Meaning of the study: implications for clinicians and policymakers
This study suggests the adverse effect of an episode of hospitalised CAP for those with underlying comorbidities, both for the individual patient and for the NHS. Quantification of these effects in patients with underlying comorbidities could be useful for policy makers when deciding about preventative measures.

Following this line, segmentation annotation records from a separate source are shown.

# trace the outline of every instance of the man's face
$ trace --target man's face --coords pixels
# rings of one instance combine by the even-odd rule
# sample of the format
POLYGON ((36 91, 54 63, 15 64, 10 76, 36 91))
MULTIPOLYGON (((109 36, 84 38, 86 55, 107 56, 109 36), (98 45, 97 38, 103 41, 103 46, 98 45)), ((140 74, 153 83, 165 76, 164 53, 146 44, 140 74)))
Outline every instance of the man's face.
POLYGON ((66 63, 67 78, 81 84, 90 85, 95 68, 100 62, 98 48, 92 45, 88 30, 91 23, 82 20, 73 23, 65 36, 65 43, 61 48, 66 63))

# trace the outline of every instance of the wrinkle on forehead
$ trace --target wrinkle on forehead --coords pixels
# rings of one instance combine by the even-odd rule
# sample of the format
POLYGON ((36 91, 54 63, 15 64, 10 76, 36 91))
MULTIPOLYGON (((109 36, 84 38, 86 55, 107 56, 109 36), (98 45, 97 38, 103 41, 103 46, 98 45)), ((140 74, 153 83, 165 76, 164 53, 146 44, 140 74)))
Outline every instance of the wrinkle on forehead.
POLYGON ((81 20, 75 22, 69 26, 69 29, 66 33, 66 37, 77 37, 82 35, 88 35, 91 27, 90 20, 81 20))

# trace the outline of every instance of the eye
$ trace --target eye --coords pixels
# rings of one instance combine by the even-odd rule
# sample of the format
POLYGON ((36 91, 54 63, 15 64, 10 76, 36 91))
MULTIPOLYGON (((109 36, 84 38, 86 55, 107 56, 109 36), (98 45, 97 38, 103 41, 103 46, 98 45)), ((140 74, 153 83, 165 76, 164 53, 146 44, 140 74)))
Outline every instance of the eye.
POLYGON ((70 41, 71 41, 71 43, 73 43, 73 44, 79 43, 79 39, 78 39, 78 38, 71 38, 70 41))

Unanswered questions and future research
This study examined the impact of an episode of hospitalised CAP on patients with at least one of six selected underlying comorbidities over a period of 3 years. The longer-term duration of the impact of an episode of hospitalised CAP on healthcare utilisation and mortality for patients with the six comorbidities studied has not been determined. The study did not include patients with other comorbidities, including immunosuppression and functional asplenia. Future research could address these unanswered questions.